漫画が電子書籍として配信されるケースが増えている中、漫画家の意見はあまり反映されることなく進んでいる感がある。本特集では、うめ・小沢高広氏、一色登希彦氏、藤井あや氏という電子書籍の出版経験を持つ現役の漫画家3名が、思いのたけを語り尽くす。

» 2011年06月24日 12時00分 公開
[山口真弘,ITmedia]

 いま、電子書籍のプラットフォームで漫画が配信されるケースが増えつつある。イーブックジャパンなどの電子書籍ストアにおける販売はもちろんのこと、先日は少年ジャンプやマガジンといった漫画雑誌が、期間限定ながら電子書籍での無料閲覧という試みを行ったことも話題となった。これとは別に、自炊して電子書籍端末で読むためのビューワアプリも数多くリリースされるなど、漫画を電子書籍端末、もしくはPCの画面上で読むための環境整備が進んでいる。

 しかし、本職の漫画家がサービスの仕様策定に関わっている「Jコミ」や「漫画 on Web」はともかく、多くのビューワでは漫画を描く側、つまり漫画家の意見がほとんど反映されずにインタフェースなどの仕様が策定されつつある感が強い。タップやフリックといった操作に対する挙動はもちろん、端末の向きを変えたときの挙動、さらには一部のフォーマットで実装されつつある、画面サイズを変更した際にコマが分割表示されるリフロー機能などだ。一方でケータイコミックのように、おおよそ漫画の文法とはかけ離れた実装でありながら、定着しようとしている挙動も存在する。

 こうした現状について、電子書籍の出版経験を持つ現役の漫画家3名に集まってもらい、思いのたけを語ってもらった。インタフェースに対する考えはもちろん、漫画界を取り巻く現状、さらには紙か電子書籍かという問題を超えた本の流通に対する提言まで、熱い意見が飛び交った。本稿ではこの座談会の様子を3回に分けてお届けする。

座談会俯瞰

座談会に参加いただいた方々

うめ・小沢高広

2人組漫画ユニット「うめ」の主に原作担当。妻は主に作画担当の妹尾朝子。代表作「東京トイボックス」「ちゃぶだいケンタ」。現在月刊コミックバーズにて「大東京トイボックス」、月刊コミック@バンチにて「南国トムソーヤ」を連載中。2010年2月、Kindle Storeで初の日本語漫画「青空ファインダーロック」を発売。若き日のApple創設者を描いた「スティーブズ」をパブーで公開したことでも話題となった。

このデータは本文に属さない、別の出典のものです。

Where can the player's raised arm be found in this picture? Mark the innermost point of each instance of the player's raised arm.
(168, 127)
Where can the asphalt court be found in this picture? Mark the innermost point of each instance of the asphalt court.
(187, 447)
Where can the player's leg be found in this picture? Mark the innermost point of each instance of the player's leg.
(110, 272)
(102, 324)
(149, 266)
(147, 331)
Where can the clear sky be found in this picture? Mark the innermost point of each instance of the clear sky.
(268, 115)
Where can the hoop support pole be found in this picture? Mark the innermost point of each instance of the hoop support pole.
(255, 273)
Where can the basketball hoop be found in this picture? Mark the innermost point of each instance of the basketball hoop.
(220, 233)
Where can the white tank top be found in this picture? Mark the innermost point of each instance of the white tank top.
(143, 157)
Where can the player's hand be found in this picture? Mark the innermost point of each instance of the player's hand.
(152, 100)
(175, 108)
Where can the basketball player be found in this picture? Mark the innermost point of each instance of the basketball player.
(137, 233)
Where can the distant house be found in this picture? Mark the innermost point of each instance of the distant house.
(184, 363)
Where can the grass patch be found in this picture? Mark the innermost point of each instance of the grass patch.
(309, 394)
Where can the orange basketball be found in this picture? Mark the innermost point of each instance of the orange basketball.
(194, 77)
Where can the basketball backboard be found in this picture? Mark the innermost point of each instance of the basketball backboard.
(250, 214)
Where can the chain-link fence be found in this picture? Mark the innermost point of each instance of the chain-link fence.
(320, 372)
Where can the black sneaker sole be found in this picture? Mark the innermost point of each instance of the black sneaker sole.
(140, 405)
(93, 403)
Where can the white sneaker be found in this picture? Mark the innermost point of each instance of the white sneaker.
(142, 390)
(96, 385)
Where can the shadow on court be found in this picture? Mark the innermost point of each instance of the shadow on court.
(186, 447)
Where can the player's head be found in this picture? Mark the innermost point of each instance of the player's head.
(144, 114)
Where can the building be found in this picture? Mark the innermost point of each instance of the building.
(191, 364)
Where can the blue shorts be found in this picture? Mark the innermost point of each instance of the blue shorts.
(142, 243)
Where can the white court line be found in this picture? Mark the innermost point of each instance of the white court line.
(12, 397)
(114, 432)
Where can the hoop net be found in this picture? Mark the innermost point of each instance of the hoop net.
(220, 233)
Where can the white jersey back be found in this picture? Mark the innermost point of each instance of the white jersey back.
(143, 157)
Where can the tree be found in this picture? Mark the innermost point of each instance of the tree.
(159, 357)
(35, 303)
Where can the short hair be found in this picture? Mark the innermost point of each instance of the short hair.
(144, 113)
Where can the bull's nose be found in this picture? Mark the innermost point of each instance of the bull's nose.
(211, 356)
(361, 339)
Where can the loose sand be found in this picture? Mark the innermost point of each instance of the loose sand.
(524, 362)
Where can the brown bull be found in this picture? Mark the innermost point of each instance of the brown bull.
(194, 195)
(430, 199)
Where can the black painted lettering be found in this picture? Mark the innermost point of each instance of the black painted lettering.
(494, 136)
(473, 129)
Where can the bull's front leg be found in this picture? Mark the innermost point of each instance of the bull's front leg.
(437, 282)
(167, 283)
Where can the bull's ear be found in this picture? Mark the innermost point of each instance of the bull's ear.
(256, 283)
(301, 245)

URL:http://www.chabudai.com/


一色登希彦

東京離脱作業中の漫画家。代表作「日本沈没」「モーティヴ ー原動機ー」「ダービージョッキー」。現在『ジャンプSQ.19』にて「水使いのリンドウ」連載中。オンライン漫画サイト「漫画 on Web」で過去の著作を販売するほか、2011年5月からはeBook Japanにて「ダービージョッキー」全22巻を販売。

URL :http://toki55.blog10.fc2.com/


藤井あや

ボーイズラブ系漫画家。代表作「桃色男子」「男巫女」。現在「コミックJUNE」「Boy'sLOVE」にて「桃色男子〜檸檬編〜」「男巫女」連載中。2010年2月、Kindle Storeで桃色男子の英語版「Peach BoyMOMO&MIKAN」を発売。「日本Kindleの会」の管理人も務める。

URL:http://ayafujii.jp/


司会進行:山口真弘

テクニカルライター。PC周辺機器を中心としたハードウェアレビューが専門だが、最近では電子書籍に関連した漫画家や事業者へのインタビューも多い。「徹底討論 竹熊健太郎×赤松健 電子出版時代における漫画編集者のあるべき姿」「『沖縄発の本』を電子書籍で全国へ──沖縄eBooksの挑戦」など。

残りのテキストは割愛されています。